Xavier Palomer_foto_Angela Silva_2 min min
Xavier Palomer

The last year has been busy for Xavier Palomer, the founder of Spanish virtual reality mental health startup Psious. The platform, which is a tool for mental health professionals to place their patients in a variety of different situations to try treatments such as exposure therapy or cognitive restructuring, doubled in the number of patients from 2019 to 2020. In all, 20,000 people have been treated using Psious’s platform.

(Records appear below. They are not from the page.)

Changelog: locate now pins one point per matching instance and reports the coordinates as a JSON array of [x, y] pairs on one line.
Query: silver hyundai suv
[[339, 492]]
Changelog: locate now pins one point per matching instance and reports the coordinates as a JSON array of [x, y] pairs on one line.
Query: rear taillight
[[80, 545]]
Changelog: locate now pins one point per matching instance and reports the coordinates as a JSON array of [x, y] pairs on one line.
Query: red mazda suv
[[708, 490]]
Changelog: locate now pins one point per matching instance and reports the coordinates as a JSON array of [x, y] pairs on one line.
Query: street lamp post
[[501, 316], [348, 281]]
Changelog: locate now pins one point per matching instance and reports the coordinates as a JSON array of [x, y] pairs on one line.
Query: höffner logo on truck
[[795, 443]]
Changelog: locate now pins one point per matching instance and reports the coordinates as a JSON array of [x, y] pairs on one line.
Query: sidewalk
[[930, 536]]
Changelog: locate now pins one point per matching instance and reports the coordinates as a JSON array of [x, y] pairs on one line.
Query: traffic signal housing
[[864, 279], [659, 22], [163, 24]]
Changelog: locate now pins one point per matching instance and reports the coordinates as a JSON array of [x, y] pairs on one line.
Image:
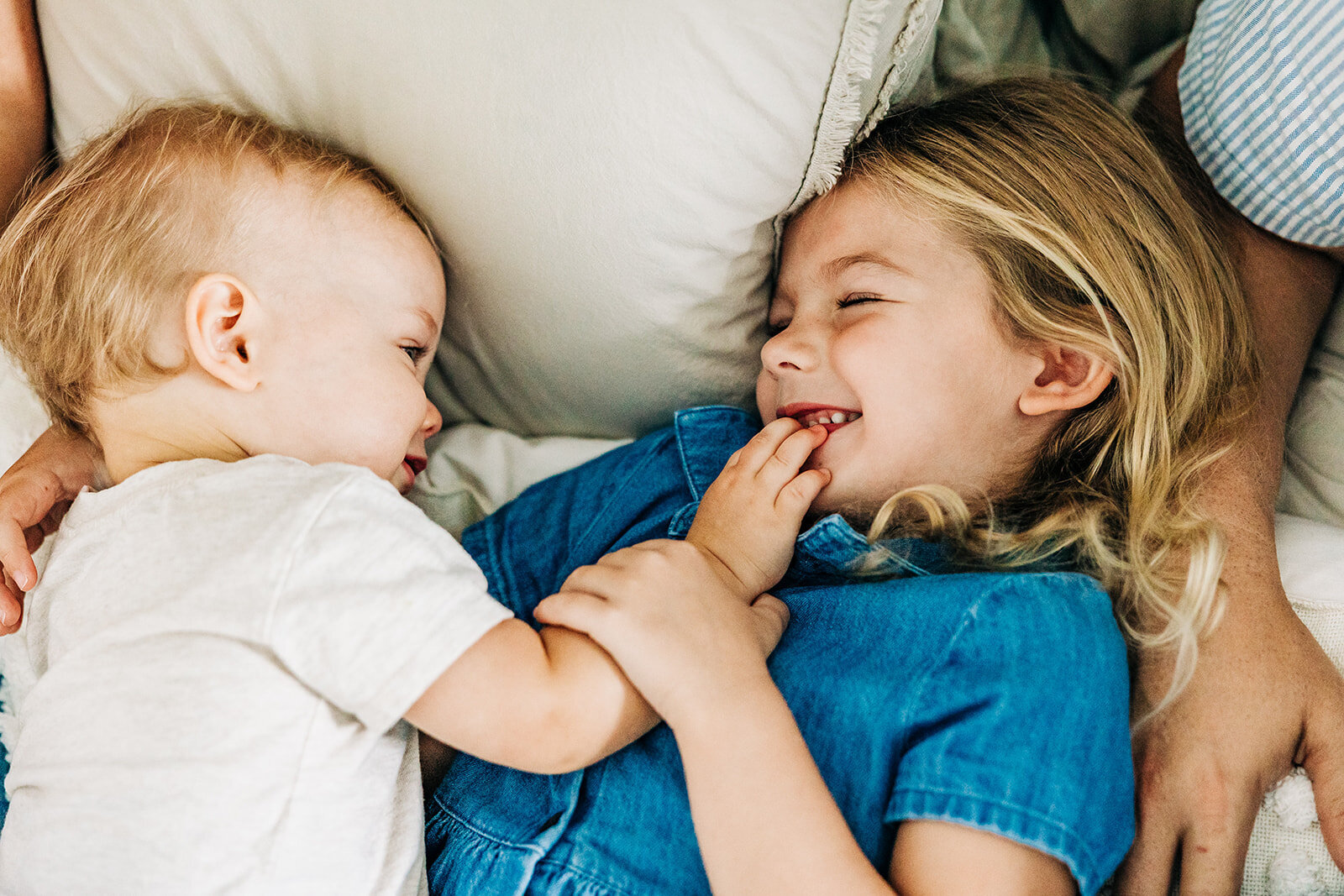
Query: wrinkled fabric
[[992, 700]]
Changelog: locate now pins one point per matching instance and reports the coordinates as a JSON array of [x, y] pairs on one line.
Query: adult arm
[[24, 101], [1263, 694], [34, 495]]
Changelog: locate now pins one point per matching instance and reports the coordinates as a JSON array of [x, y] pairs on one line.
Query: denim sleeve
[[533, 543], [1023, 728]]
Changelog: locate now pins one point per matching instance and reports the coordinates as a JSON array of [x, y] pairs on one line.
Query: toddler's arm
[[554, 701]]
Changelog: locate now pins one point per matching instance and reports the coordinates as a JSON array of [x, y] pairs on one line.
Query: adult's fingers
[[17, 553], [1148, 867], [1213, 856], [1323, 757], [11, 605]]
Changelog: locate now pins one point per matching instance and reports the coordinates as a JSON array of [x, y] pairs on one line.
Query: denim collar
[[831, 548]]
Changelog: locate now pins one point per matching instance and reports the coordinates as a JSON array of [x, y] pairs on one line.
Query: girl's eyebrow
[[839, 265]]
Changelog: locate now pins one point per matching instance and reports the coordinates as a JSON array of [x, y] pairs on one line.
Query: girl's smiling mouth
[[826, 416]]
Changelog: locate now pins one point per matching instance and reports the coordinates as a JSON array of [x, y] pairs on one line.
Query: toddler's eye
[[855, 300]]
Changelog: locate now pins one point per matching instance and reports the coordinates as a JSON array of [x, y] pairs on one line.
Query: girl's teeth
[[819, 418]]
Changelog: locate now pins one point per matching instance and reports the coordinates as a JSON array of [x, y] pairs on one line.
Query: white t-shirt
[[223, 653]]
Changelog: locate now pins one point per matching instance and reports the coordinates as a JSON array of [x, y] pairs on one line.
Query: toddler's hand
[[34, 496], [665, 614], [750, 515]]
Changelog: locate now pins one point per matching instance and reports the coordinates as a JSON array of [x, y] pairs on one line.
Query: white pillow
[[1314, 464], [1287, 855], [605, 177]]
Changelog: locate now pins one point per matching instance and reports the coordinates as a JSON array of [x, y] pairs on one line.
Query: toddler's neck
[[170, 422]]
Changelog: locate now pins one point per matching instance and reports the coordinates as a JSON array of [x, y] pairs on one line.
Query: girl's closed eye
[[857, 298]]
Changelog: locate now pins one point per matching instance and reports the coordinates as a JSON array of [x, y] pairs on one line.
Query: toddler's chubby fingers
[[575, 610], [772, 438], [800, 492], [793, 452]]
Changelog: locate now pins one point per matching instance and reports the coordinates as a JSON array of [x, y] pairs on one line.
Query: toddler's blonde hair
[[102, 248], [1088, 242]]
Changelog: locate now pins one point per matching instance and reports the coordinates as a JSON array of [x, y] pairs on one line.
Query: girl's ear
[[222, 318], [1068, 379]]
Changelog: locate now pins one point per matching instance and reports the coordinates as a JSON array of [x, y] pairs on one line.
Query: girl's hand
[[679, 631], [34, 496], [750, 515]]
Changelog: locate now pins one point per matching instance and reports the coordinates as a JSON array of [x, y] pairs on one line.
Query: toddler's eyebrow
[[837, 266]]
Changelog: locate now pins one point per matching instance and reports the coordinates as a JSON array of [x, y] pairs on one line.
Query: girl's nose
[[790, 348], [433, 419]]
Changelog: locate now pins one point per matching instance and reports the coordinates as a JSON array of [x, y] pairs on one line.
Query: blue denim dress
[[991, 700]]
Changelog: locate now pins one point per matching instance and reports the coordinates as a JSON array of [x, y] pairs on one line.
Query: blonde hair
[[1086, 242], [101, 249]]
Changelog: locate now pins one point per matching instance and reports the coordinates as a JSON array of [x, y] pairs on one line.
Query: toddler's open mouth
[[832, 418]]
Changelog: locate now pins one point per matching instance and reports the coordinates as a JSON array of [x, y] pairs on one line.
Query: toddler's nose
[[433, 419], [790, 348]]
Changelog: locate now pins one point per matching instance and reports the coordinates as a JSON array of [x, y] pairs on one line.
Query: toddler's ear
[[1068, 379], [221, 317]]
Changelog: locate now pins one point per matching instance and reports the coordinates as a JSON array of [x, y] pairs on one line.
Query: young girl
[[1025, 349]]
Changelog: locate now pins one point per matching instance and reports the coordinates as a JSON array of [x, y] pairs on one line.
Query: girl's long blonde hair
[[1088, 242]]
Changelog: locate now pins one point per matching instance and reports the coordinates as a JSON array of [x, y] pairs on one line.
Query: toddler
[[228, 638]]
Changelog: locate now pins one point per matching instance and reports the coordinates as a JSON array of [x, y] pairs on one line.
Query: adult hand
[[1263, 696], [34, 496]]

And while the COVID-19 pandemic has strained many healthcare systems, it has shown the need for Psious’s tech and demonstrated the use case, too. Telehealth – where people are treated remotely from their medical professionals – has long been tomorrow’s technology. The promise has long been acknowledged, but the reality has always been that face-to-face meetings were preferred. The pandemic has challenged that notion.

“The adoption rate and interest from both healthcare professionals and patients is growing,” Palomer said. “If people are suffering, they want to use VR.” The normalization of technology in health treatment has been one beneficiary of the long stretches spent at home. “If you do something for a week, you’ll forget it,” Palomer said. “If you do it for a year or more, you get used to it. We’ve normalized this remote use.”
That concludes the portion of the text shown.